One of the coolest sounding ideas is the "pebble bed" reactor where you have carbide coated spheres that are fed into the top of the reactor and get withdrawn from the bottom, taken up an elevator and replaced.

When they tested this out in air the spheres we well lubricated and slipped past each other. In hot helium the Germans found that there was a lot more friction and the spheres were sticking to each other, cracking, getting stuck, and releasing radiation.

"Prismatic" designs where the same material is in blocks seem a little more promising. Still the reactors haven't done that well and as lurid the stories around the plutonium economy have been, the ratio of progress to problems for the liquid metal fast breeder reactor has been better.

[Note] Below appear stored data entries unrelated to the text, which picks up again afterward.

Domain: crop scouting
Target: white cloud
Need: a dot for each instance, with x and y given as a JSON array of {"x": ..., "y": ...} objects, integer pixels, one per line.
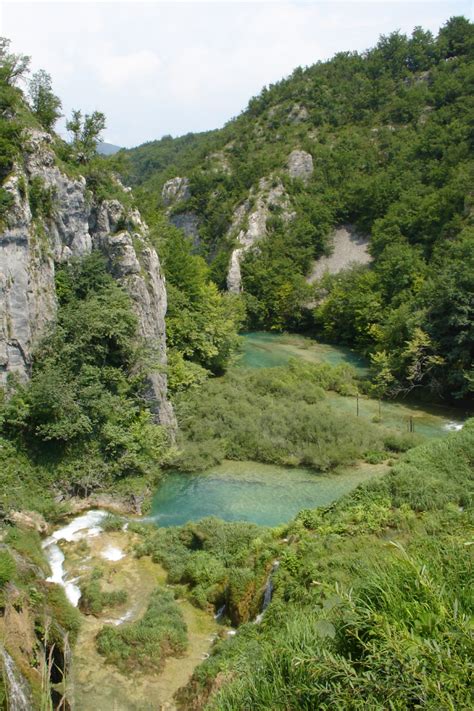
[
  {"x": 173, "y": 67},
  {"x": 135, "y": 67}
]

We know how to bury oxide fuels for the long term and we know how to reprocess them. If there is a "what to do about the waste" problem it's that we can't make up our minds. Carbide fuels can be encapsulated in concrete and stored for the medium term but the actual mass and volume of the fuel is dramatically more than the LWR fuel because of the low power density. The long term stability for burial is not established, and the amount of material is 10x more. Reprocessing is not developed and faces the problems of dealing with a large amount of 'filler' that is going to be somewhat radioactive and have to be dealt with.



China's HTR-PM pair of test reactors is now grid connected. We'll see how it performs over the next few years.

The demonstration High Temperature Gas-Cooled Reactor - Pebble-bed Module (HTR-PM) at the Shidaowan site in Shandong province of China has been connected to the grid, the partners in the consortium building the plant have announced.